![見出し画像](https://assets.st-note.com/production/uploads/images/4215835/rectangle_large_9efe164f518c367b0c377ad2b2df69cc.jpg?width=1200)
明日はないかもしれない物語
傘をさしていた。
傘は何色だったのか、思い出そうとするも海馬のなかで混ぜられた発酵具合は強かだった。ただ、傘をさしてくれた右手だけは鮮明に思い出せる。何れくらい待っていてくれたのか、傘をさしてくれたその手は微かに震えていた。

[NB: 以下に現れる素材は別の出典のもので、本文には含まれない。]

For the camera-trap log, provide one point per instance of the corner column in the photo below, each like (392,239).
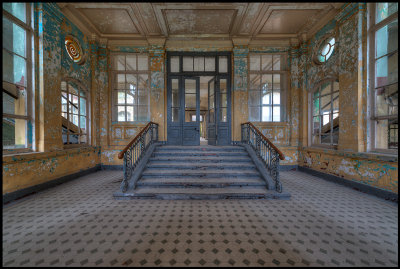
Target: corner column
(157,84)
(240,110)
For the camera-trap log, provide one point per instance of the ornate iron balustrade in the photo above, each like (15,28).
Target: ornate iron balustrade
(264,149)
(135,150)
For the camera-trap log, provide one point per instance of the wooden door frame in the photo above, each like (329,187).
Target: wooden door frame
(215,73)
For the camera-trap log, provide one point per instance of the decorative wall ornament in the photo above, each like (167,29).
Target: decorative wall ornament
(74,50)
(325,49)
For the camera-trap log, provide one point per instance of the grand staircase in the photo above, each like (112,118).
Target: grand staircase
(200,172)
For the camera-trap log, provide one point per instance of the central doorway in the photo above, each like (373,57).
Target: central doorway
(198,99)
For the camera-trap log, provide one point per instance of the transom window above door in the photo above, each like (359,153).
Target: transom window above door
(189,63)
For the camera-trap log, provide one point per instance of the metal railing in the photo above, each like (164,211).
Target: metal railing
(135,150)
(265,150)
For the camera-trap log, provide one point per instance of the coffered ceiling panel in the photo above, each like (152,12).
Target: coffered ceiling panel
(195,20)
(199,21)
(286,21)
(110,21)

わたしの傘は壊れていた。外では傘の集合体で生成された怪物が、今か今かと待ち構えている。その手がさしてくれた傘がなければ、わたしは怪物に喰われていただろう。
踠き、足掻き、苦しかったのだろうか。溺れていたのか、呼吸はどこにあったのか。わたしも怪物も恐らく同じだった。

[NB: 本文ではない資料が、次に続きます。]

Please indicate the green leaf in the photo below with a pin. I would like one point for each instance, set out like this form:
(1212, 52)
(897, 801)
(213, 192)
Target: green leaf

わたしは傘を広げた。その瞬間、怪物は傘に溜まった滴の如く飛散していった。散った傘の行方はわからない。また何処かで怪物の一端を担っているのかもしれないし、ただ誰かの雨を受けとめているのかもしれない。
あの日、さしてくれた傘はまだ毛布のなかにある。いつか返そうと思っていたんだ。いつかその手を握りたかったんだ。
わたしの閉殻筋が静かに殻を閉じた。わたしは、また眠りについてしまうのだろうか。また夢のなかを彷徨するのだろうか。
雨は降っていた。
眠っていたのか。そのとき何かが響いた。殻の外を何かが叩く。
わたしは閉殻筋に少しだけ力をこめた。